Natalia Ruiz-Junco is Assistant Professor of Sociology. Professor Ruiz-Junco, also known as NRJ, received her Master’s and PhD in Sociology from the University of Kentucky. Her research areas are social psychology, social theory and social movements. Her work focuses on the topics of self, identity, emotion and social interaction. She has a long-standing interest in interactionist and interpretive theory and qualitative methods. She has studied social movements in Spain and the United States.
Victoria Skelton is a PhD student in the Department of History at Auburn University, studying the effects of Italian Fascism and World War II on Italian society. More broadly, she has interests in gender relations, women’s history, fascism, and Italian film.
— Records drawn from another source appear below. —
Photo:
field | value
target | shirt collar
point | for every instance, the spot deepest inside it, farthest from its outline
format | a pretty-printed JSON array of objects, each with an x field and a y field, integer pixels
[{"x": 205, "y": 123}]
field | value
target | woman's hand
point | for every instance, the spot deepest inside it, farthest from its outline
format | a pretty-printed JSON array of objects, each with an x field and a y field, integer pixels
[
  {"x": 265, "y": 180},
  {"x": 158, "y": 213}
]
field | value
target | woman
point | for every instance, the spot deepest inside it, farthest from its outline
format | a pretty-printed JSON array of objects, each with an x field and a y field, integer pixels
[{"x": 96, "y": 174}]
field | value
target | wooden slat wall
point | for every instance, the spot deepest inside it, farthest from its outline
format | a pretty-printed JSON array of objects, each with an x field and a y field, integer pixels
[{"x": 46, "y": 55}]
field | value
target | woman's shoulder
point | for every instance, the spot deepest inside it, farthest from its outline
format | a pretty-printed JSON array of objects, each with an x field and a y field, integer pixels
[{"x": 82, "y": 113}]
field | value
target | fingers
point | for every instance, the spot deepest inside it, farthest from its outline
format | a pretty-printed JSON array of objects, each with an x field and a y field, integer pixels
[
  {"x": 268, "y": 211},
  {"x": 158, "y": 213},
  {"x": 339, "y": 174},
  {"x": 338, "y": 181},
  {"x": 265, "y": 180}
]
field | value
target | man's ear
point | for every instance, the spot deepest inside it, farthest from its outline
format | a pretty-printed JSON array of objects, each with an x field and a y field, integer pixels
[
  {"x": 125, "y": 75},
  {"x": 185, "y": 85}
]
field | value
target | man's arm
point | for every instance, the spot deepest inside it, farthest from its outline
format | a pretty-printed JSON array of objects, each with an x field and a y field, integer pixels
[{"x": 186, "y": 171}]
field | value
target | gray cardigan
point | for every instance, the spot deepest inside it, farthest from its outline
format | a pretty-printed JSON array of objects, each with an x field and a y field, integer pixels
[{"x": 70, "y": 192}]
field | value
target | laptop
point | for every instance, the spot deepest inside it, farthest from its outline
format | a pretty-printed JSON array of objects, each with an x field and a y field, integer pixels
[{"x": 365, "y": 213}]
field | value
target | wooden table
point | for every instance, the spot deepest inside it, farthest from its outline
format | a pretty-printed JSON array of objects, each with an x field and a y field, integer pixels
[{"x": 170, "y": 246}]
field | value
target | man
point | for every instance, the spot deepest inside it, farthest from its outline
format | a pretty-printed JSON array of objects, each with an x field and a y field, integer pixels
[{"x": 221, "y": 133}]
Giovanna Summerfield, PhD, is the Associate Dean for Educational Affairs in the College of Liberal Arts at Auburn University. Her research and teaching interests include the long eighteenth-century (1660-1830) French and Italian literature (emphasis on Sicilian writers), religious and philosophical movements, European and Mediterranean history/civilization, and material culture. Dr. Summerfield is also a published poet and short-story writer. Her favorite theme is Sicily, her motherland. She received her PhD from the University of Florida.